Shrunken heads in US ‘home-made museum’

Written by admin on 30/07/2019 Categories: 佛山桑拿论坛

FBI agents are removing thousands of artefacts ranging from arrowheads to shrunken heads and Ming Dynasty jade from a house in rural Indiana.


A 91-year-old man amassed the vast collection over several decades, perhaps since he began digging up arrowheads as a child.

People who had toured Donald Miller’s home years before the FBI’s arrival on Wednesday described it as a home-made museum containing diverse items including fossils, Civil War memorabilia and what the owner claimed to be a chunk of concrete from the bunker in which Adolf Hitler committed suicide toward the end of World War II.

“It was just like a big chunk of cement from when they demolished it or whatever,” said Joe Runnebohm, whose plumbing business did work in one of Miller’s houses several years ago.

Agents of the FBI’s art crime team began loading trucks with artefacts that Donald Miller acquired over the decades from sites as varied as China, Russia and Papua New Guinea.

However, the FBI was careful not to say whether they believed Miller had knowingly broken any laws. The FBI’s aim is to catalogue the artefacts and return them to their countries of origin.

It wasn’t immediately clear how Miller acquired some of the items, but those who know him said he had been collecting since childhood.

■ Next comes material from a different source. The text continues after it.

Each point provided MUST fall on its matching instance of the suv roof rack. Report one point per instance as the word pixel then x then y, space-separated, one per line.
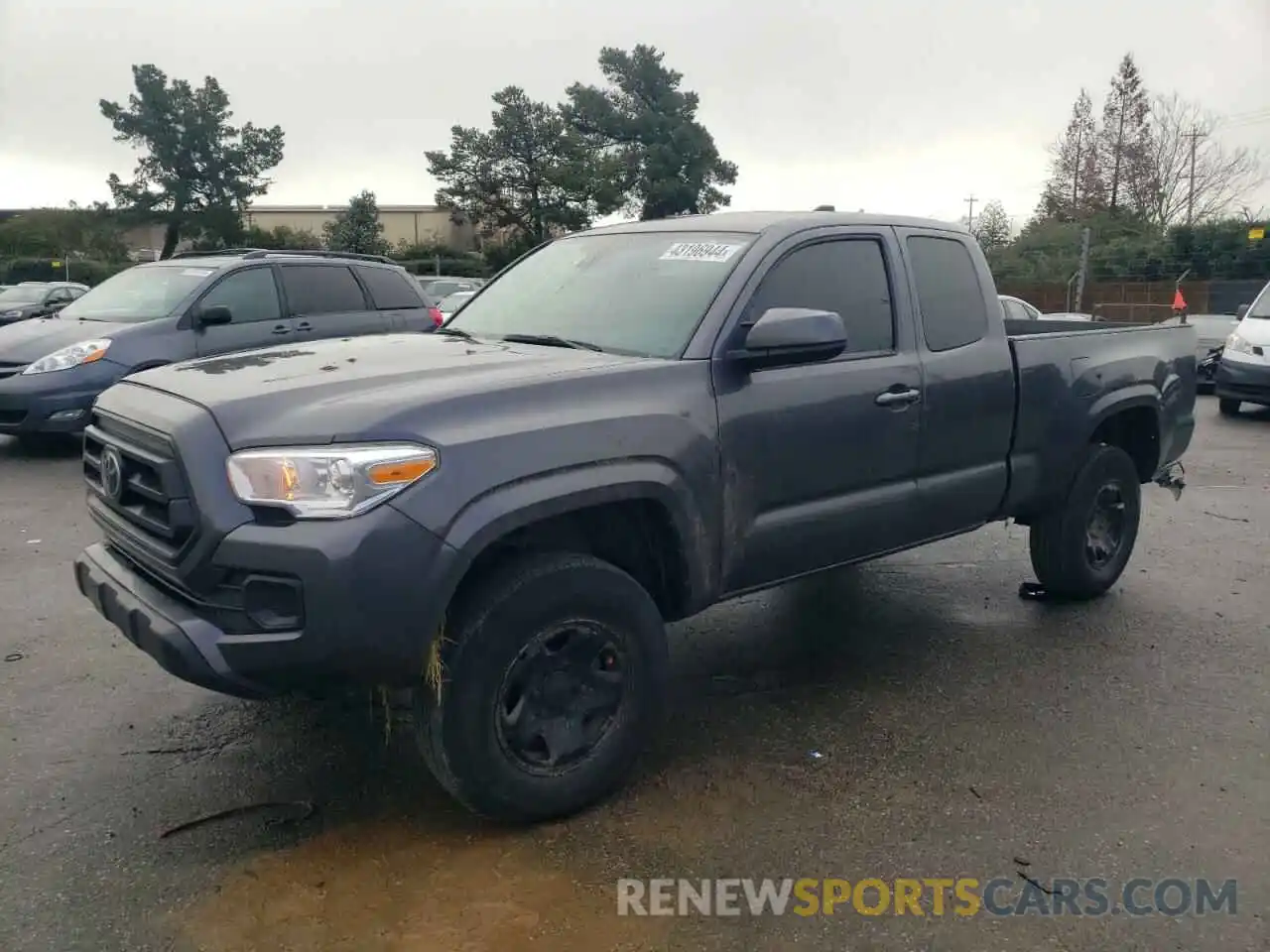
pixel 216 253
pixel 352 255
pixel 266 253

Miller made no secret of his collection, those who know him said. He took schoolchildren on tours of his amateur museum, which even contained human remains, they said.

A 150-foot (46m) underground tunnel linking two homes on Miller’s property in a rural Indiana area whose largest city has a population of about 6000 people, was adorned with a 60-foot (18.3m) long, 4-foot(1.2m)-wide anaconda snakeskin, Runnebohm said.

Carefully labelled glass showcases boasted hundreds of Native American arrowheads, along with human skulls – including one with an arrowhead stuck in it. Upstairs was a pipe organ that Miller played for visitors.

“He never tried to hide anything,” Runnebohm said. “Everything he had he was real proud of, and he knew what everything was.”